Hepsi hakkında yorum yapamam ancak bir kaç oyuncu için söylemek istediğim bazı şeyler var. Ali Güneş’in takıma girmesine çok sevindim. Sezon başında şanssızdı ancak hiç pes etmedi, çok çalıştı ve hakettiği formayı kaptı. Onun ilerde daha iyi olacağını düşünüyorum. Tuncay özellikle takım için çok değerli bir oyuncu olduğunu gösterdi. Sezon başında çok gol attı, şimdi daha az gol atıyor ancak takıma korkunç fayda sağlıyor. Bu performansı ile Fenerbahçe’ye uzun yıllar hizmet edebileceğini kanıtladı. Rebrov’un çok zeki bir oyuncu olduğunu düşünüyorum. Şimdi bizim takıma çok şey veriyor. İlk sezon zorlanmış ancak şimdi süper. Unutmayın ki Rebrov, Schevchenko ile birlikte Dinamo Kiev formasıyla Avrupa’yı sarstı. En çok Ümit Özat’la anlaşıyorum. Az İngilizce biliyor ama iyi anlaşıyoruz. Takımda çalışmayı en çok seven kişi. Her takıma onun gibi oyuncular lazım. Serhat’ı da çok beğeniyorum. Sezon başında yanımda oynarken onun gol kralı olacağını düşünmüştüm. Çünkü çok yetenekli. Böyle devam ederse tartışmasız Fenerbahçe’nin ve Türk Milli Takımı’nın vazgeçilmez oyuncusu olur...
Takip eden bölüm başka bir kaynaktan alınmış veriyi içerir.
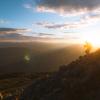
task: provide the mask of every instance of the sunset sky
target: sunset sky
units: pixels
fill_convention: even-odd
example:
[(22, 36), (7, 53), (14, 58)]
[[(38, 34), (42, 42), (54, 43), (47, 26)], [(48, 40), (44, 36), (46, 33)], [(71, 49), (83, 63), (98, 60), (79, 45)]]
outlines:
[(100, 0), (0, 0), (0, 39), (100, 43)]

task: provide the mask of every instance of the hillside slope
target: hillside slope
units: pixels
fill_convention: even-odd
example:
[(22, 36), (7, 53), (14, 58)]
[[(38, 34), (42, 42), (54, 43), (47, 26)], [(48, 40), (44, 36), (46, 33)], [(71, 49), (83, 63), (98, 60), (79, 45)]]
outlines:
[(33, 83), (20, 100), (100, 100), (100, 50)]

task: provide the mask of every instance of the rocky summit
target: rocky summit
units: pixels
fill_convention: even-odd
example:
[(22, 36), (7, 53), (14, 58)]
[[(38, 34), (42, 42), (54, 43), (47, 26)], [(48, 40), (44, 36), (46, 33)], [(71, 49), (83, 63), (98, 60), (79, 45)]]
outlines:
[(32, 83), (20, 100), (100, 100), (100, 50)]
- Türk futbolunda golcüler neden fazla ön planda sence?
Çünkü Türkiye’de herşey gole endeksli gibi. Yani başka pozisyonlarda oynayan oyuncuların gereken ilgiyi görmediğini düşünüyorum. Aslında yazık oluyor çünkü Türkiye’de golcü olmayan çok yetenekli futbolcular var. Türkiye’de herkes şunu iyi bilsin; Gol atmadan da takımına çok fayda sağlayabilirsin...

- Sana göre Fenerbahçe ikinci devrede nasıl daha başarılı olabilir?
Bana göre Fenerbahçe gibi güçlü ve büyük bir takım topu her zaman ilerde tutmalı. Topla her zaman ilerde oynamalıdır. Kısacası, rakibi maçın hemen başında şoke etmeliyiz. Baskı kurmalıyız ve rakibi ürkütmeliyiz. Sahayı üçe böldüğümüzde, topla mümkün olduğu kadar rakip kaleye yakın bölgede oynamalıyız. Bu, gol şansımızı yükseltir. Hata yaptığımızda ise bize tehlike yaratmaz. Topla orta saha ve bizim sahamızda oynarsak hata anında gol yeme şansımız daha yüksektir...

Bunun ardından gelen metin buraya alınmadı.